AS jatuhkan sanksi dua lembaga Korut terkait pengiriman tenaga kerja

WASHINGTON (Reuters) - Amerika Serikat menjatuhkan sanksi terhadap dua lembaga Korea Utara, yang katanya terseret dalam pengiriman tenaga kerja Korea Utara ke luar negeri, yang melanggar sanksi PBB.

Departemen Keuangan AS mendaftarhitamkan Namgang Trading Corp, atau NTC, dan fasilitas penginapan Korea Utara yang berbasis di China, Beijing Sukbakso, bahkan saat Washington berupaya menghidupkan kembali pembicaraan untuk membujuk Korea Utara agar mengakhiri program senjata nuklir miliknya.
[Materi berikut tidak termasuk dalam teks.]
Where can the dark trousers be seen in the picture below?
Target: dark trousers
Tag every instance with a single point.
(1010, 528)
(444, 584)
Korea Utara menentang resolusi Dewan Keamanan PBB yang memandatkan agar semua negara memulangkan pekerja Korut hingga akhir tahun lalu guna menghentikan mereka mendapatkan mata uang keras untuk pemerintah Kim Jong Un, menurut Departemen Keuangan.

"Pengiriman pekerja Korea Utara menambah pendapatan ilegal bagi pemerintah Korea Utara yang melanggar sanksi PBB," kata Menteri Keuangan, Steven Mnuchin, melalui pernyataan.
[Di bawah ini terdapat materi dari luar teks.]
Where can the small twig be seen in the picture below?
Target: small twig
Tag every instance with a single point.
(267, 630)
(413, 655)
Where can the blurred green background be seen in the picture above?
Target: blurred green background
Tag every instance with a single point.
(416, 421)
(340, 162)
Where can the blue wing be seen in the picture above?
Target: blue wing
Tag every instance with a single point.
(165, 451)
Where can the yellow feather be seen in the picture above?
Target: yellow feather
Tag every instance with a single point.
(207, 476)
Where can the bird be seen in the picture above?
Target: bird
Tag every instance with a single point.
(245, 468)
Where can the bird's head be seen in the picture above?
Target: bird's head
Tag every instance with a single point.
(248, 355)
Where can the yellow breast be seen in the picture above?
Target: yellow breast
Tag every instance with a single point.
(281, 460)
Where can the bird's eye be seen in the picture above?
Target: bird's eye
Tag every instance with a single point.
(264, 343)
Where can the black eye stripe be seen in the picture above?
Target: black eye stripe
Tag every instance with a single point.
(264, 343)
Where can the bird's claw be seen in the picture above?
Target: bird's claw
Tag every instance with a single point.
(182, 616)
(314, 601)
Departemen tidak menyebutkan secara spesifik ke negara mana saja Korut terus mengirim pekerja. Namun dikatakan bahwa pada 2018, NTC memiliki pekerja di Rusia, Nigeria dan berbagai negara Timur Tengah yang tidak diketahui.

Beijing Sukbakso masuk ke daftar hitam lantaran disinyalir memberikan dukungan kepada NTC dan Namgang Construction, yang dirancang pada 2016 untuk mengekspor para pekerja ke sejumlah negara di Timur Tengah dan Asia, demikian Departemen Keuangan.
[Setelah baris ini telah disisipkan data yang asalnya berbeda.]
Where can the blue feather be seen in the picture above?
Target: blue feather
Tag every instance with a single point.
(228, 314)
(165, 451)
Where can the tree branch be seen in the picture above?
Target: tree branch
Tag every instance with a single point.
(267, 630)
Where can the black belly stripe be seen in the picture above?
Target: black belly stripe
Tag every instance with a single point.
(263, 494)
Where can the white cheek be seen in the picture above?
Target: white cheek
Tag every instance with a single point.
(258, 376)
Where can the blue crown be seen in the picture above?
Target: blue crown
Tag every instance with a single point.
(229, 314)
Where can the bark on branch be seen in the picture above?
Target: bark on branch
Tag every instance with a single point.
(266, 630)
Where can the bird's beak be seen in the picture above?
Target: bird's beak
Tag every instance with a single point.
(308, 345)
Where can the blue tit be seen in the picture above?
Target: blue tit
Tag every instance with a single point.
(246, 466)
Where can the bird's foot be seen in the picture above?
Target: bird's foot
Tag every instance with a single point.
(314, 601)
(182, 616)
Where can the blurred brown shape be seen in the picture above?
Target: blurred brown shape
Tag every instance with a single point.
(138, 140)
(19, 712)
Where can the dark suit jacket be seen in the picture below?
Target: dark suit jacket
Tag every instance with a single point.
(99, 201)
Sanksi yang diberlakukan mulai Senin membekukan setiap aset milik NTC dan Beijing Sukbakso di AS dan secara umum melarang orang Amerika menjalin bisnis dengan mereka. Mereka muncul pada saat ketegangan antara Washington dan Pyongyang meningkat.

Pyongyang menyatakan kekecewaannya atas apa yang mereka sebut kurangnya fleksibilitas Washington dalam pembicaraan denuklirisasi. Pihaknya juga memperingatkan bahwa pembicaraan itu tidak akan lagi terikat oleh moratorium rudal balistik antarbenua dan uji coba senjata nuklir.

Pejabat AS mengatakan Korea Utara harus mengambil langkah lebih konkret untuk membongkar senjata nuklir dan program rudal balistik miliknya sebelum adanya keringanan sanksi.

Pada Senin Menteri Luar Negeri AS Mike Pompeo mengatakan dirinya berharap Korea Utara akan membuat keputusan yang tepat.